Por Rosângela Gil
Estamos sob a égide de um falso paradigma: o da informação para todos. É como se todos, a partir do que nos é transmitido pelas diversas mídias, estivéssemos diante da melhor e da mais imparcial informação. O saudoso professor emérito da Universidade de São Paulo e geógrafo Milton Santos já apontava a “violência da informação” em seu livro “Por uma outra globalização“. Vivemos sob a tirania da informação que serve ao poder econômico, que hoje se faz hegemônico em escala mundial.
A informação que nos chega de várias formas, pela televisão, pelo rádio, pelos jornais, pela internet, enfim, por todas as técnicas hoje existentes, não é inocente, muito menos tem o caráter informativo (nas palavras de Milton Santos: de mostrar ou informar o “acontecer” do outro ou dos outros). Ao contrário, ela (a informação) tem um caráter decididamente ideológico, de opção de classe. Vale a pena ler, com muita atenção, as linhas seguintes escritas brilhantemente por Milton Santos, que, apesar de geógrafo, entendeu também os meandros da “nossa” informação.
Informação despótica
“Um dos traços marcantes do atual período histórico é, pois, o papel verdadeiramente despótico da informação. Conforme já vimos, as novas condições técnicas deveriam permitir a ampliação do conhecimento do planeta, dos objetos que o formam, das sociedades que o habitam e dos homens em sua realidade intrínseca. Todavia, nas condições atuais, as técnicas de informação são principalmente utilizadas por um punhado de atores em função de seus objetivos particulares. Essas técnicas da informação (por enquanto) são apropriadas por alguns Estados e por algumas empresas, aprofundando assim os processos de criação de desigualdades…
“O que é transmitido à maioria da humanidade é, de fato, uma informação manipulada que, em lugar de esclarecer, confunde. Isto tanto é mais grave porque, nas condições atuais de vida econômica e social, a informação constitui um dado essencial e imprescindível. Mas na medida em que o que chega às pessoas, como também às empresas e instituições hegemonizadas, é, já, o resultado de uma manipulação, tal informação se apresenta como ideologia. O fato de que, no mundo de hoje, o discurso antecede quase obrigatoriamente uma parte substancial das ações humanas — sejam elas a técnica, a produção, o consumo, o poder — explica o porquê da presença generalizada do ideológico em todos esses pontos. Não é de estranhar, pois, que realidade e ideologia se confundam na apreciação do homem comum, sobretudo porque a ideologia se insere nos objetos e apresenta-se como coisa.

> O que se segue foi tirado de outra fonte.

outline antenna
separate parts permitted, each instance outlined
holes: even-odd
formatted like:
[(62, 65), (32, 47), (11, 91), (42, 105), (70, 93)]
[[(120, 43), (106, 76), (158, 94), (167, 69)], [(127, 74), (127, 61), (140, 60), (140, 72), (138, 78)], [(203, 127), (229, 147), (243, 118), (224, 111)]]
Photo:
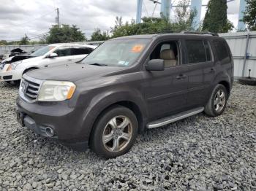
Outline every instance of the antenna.
[(56, 24), (58, 25), (58, 26), (59, 28), (59, 8), (56, 9), (56, 10), (57, 11), (57, 17), (55, 18), (55, 22), (56, 23)]

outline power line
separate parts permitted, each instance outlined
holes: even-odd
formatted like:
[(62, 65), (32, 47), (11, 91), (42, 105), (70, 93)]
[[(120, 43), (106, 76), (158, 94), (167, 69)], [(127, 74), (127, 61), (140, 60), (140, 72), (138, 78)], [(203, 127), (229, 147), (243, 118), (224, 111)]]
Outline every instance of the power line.
[(56, 10), (56, 9), (54, 9), (53, 11), (51, 11), (51, 12), (47, 13), (47, 14), (45, 14), (45, 15), (42, 15), (42, 16), (40, 16), (40, 17), (37, 17), (37, 18), (30, 20), (29, 20), (29, 21), (27, 21), (27, 22), (26, 22), (26, 23), (24, 23), (18, 24), (18, 25), (14, 25), (14, 26), (23, 26), (23, 25), (25, 25), (25, 24), (29, 23), (32, 23), (33, 21), (34, 21), (34, 20), (37, 20), (37, 19), (42, 18), (42, 17), (45, 17), (45, 16), (46, 16), (46, 15), (48, 15), (51, 14), (52, 12), (55, 12)]

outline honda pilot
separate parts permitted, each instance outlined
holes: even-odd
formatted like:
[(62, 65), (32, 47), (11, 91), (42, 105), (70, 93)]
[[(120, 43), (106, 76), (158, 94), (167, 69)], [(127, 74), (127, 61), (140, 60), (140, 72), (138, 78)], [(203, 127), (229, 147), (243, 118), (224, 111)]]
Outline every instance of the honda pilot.
[(231, 52), (217, 34), (119, 37), (80, 63), (26, 73), (17, 117), (39, 135), (111, 158), (146, 129), (220, 115), (233, 82)]

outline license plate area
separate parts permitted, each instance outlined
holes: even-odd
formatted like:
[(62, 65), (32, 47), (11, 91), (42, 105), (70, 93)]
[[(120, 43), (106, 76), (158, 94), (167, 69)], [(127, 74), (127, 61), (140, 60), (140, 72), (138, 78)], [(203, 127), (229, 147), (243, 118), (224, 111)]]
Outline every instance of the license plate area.
[(16, 117), (17, 117), (17, 121), (20, 124), (22, 127), (25, 126), (24, 123), (24, 117), (25, 115), (24, 114), (20, 112), (19, 111), (16, 112)]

“Estamos diante de um novo “encantamento do mundo”, no qual o discurso e a retórica são o princípio e o fim. Esse imperativo e essa onipresença da informação são insidiosos, já que a informação atual tem dois rostos, um pelo qual ela busca instruir, e um outro, pelo qual ela busca convencer. Esse é o trabalho da publicidade. Se a informação tem, hoje, essas duas caras, a cara do convencer se torna muito mais presente, na medida em que a publicidade se transformou em algo que antecipa a produção. Brigando pela sobrevivência e pela hegemonia, em função da competitividade, as empresas não podem existir sem publicidade, que se tornou o nervo do comércio.
“Há uma relação carnal entre o mundo da produção da notícia e o mundo da produção das coisas e das normas. A publicidade tem, hoje, uma penetração muito grande em todas as atividades. Antes, havia uma incompatibilidade ética entre anunciar e exercer certas atividades, como na profissão médica, ou na educação. Hoje, propaga-se tudo, e a própria política é, em grande parte, subordinada às suas regras.
“As mídias nacionais se globalizam, não apenas pela chatice e mesmice das fotografias e dos títulos, mas pelos protagonistas mais presentes. Falsificam-se os eventos, já que não é propriamente o fato o que a mídia nos dá, mas uma interpretação, isto é, a notícia. Pierre Nora, em um bonito texto, cujo título é “O retorno do fato” (in História: Novos problemas, 1974), lembra que, na aldeia, o testemunho das pessoas que veiculam o que aconteceu pode ser cotejado com o testemunho do vizinho. Numa sociedade complexa como a nossa, somente vamos saber o que houve na rua ao lado dois dias depois, mediante um
a interpretação marcada pelos humores, visões, preconceitos e interesses das agências. O evento já é entregue maquiado ao leitor, ao ouvinte, ao telespectador, e é também por isso que se produzem no mundo de hoje, simultaneamente, fábulas e mitos”.
“Por uma outra globalização – do pensamento único à consciência universal“, Editora Record, de Milton Santos, é uma indicação de leitura do Boletim eletrônico NPC.